The common thread across all three: the API call is at the ingestion or scan boundary, the threshold logic is in application config, and the user-facing verdict is computed deterministically from persisted or cached scores. None of these teams is making API calls per page view or per UI interaction. That's not an accident — it's the architecture the credit-billing model rewards, and it's also the architecture that holds up under load.

---

Build Checklist: Ship a Fair-Skin-Aware Feature in One Sprint

A two-week sprint is enough time to ship a working fair-skin filter on top of an existing skincare product. The checklist below is ordered for execution: each section depends on the one before it, and every item is verifiable.

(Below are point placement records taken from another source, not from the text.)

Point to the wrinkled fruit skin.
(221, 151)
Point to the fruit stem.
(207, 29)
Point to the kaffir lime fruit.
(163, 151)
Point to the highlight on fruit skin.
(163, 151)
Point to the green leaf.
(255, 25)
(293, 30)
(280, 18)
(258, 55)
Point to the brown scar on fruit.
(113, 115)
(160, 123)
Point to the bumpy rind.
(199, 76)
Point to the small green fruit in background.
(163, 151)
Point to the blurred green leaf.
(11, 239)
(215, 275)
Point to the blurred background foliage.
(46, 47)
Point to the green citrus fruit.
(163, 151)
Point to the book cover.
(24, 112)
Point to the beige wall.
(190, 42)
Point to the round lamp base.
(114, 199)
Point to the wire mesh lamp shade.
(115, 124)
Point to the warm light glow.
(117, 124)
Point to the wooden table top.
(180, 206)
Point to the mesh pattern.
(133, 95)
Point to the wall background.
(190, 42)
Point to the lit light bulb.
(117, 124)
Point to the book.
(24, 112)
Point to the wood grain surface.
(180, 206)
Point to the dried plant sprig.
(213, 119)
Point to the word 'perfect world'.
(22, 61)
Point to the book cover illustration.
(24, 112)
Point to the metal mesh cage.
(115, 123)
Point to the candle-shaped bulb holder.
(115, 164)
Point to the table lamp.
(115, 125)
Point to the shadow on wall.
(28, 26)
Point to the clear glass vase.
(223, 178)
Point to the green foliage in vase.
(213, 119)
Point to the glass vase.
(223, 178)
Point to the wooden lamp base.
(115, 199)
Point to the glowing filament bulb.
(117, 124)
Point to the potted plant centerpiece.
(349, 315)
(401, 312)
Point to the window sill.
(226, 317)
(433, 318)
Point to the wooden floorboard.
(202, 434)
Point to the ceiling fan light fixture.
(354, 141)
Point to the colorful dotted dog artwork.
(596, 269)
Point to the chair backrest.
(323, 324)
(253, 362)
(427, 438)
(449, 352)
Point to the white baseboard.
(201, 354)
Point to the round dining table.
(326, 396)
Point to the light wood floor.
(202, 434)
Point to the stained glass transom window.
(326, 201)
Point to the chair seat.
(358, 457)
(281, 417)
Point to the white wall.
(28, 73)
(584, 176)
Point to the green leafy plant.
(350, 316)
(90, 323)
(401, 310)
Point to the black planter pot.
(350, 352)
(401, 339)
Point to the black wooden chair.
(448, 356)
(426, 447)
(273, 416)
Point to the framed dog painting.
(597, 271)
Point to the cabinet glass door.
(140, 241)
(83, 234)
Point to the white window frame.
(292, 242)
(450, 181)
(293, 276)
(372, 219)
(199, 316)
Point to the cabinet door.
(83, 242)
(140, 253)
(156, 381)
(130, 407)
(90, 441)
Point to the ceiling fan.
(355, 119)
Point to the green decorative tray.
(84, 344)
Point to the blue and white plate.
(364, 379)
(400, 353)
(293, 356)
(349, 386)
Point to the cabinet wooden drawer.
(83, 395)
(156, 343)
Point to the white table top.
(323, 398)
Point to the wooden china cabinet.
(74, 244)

Account and contract setup

• Register at dermalytics.dev and obtain an API key
• Pull the OpenAPI 3 spec from api.dermalytics.dev
• Install the official SDK (npm i @dermalytics/sdk or pip install dermalytics) OR generate a typed client in your stack's language from the OpenAPI spec
• Verify auth with a single GET /v1/ingredients/water smoke test
• Add the API key to your secrets manager (not committed to source control)

Schema and profile design

• Define the user profile schema with skin_tone, sensitivity_level, and concerns[] fields
• Define the threshold map: per-profile irritancy_threshold and comedogenicity_threshold integers on the 0–5 scale
• Document thresholds in a config file (YAML, JSON, or feature-flag service) — not in application code
• Add a release-notes line stating that thresholds are configurable engineering defaults, not clinical recommendations

INCI ingestion

• Implement the INCI tokenizer: strip parentheticals, normalize delimiters, lowercase, normalize Unicode hyphens to ASCII, strip percentage suffixes
• Log unresolved tokens to your observability stack for label-quality monitoring
• Add a unit-test suite of 20 known-messy labels covering each tokenizer edge case

Analysis pipeline

• Call POST /v1/analyze with the tokenized list
• Iterate the response array and tag each ingredient pass | warn | block per the active profile thresholds
• Auto-block any ingredient where severity == "high" regardless of profile
• Apply position weighting in post-processing (concentration descends with INCI order)
• Compute and persist the aggregate verdict and the worst-offender ingredient name

UX and provenance

• Surface the worst-offender ingredient name in the UI when blocking
• Display the regulator source (FDA / EU CosIng / Health Canada) alongside each flag
• Implement graceful degradation: cached fallback when the API is unreachable, with a clear "limited data" UI state

Performance and cost

• Cache /v1/ingredients/{name} responses with a 24-hour TTL keyed on normalized ingredient name
• Backfill the lookup cache from /v1/analyze response arrays
• Set up credit-usage monitoring and alert at 80% of the monthly budget
• Add p50 and p95 latency dashboards for both endpoints

Pre-launch verification

• Run analyze on 20 reference products with known irritants; confirm flag accuracy against expected results
• Verify p95 end-to-end latency stays within your product budget (typically 400ms for mobile scan flows)
• Confirm the graceful-degradation path renders correctly with the API disabled in staging
• Run a final end-to-end test using a fair-skin + high-sensitivity profile against a known-irritating product and confirm the expected block verdict

Twenty-two checkboxes, four to six engineering days of work, and a fair-skin-aware ingredient feature ships to production. The structure outlasts the sprint: thresholds tune in config, regulatory updates propagate through API responses, and adding a fourth profile or a fifth concern flag is a data change rather than a code change. That's what putting the logic in the ingredient API layer — instead of the frontend — actually buys you.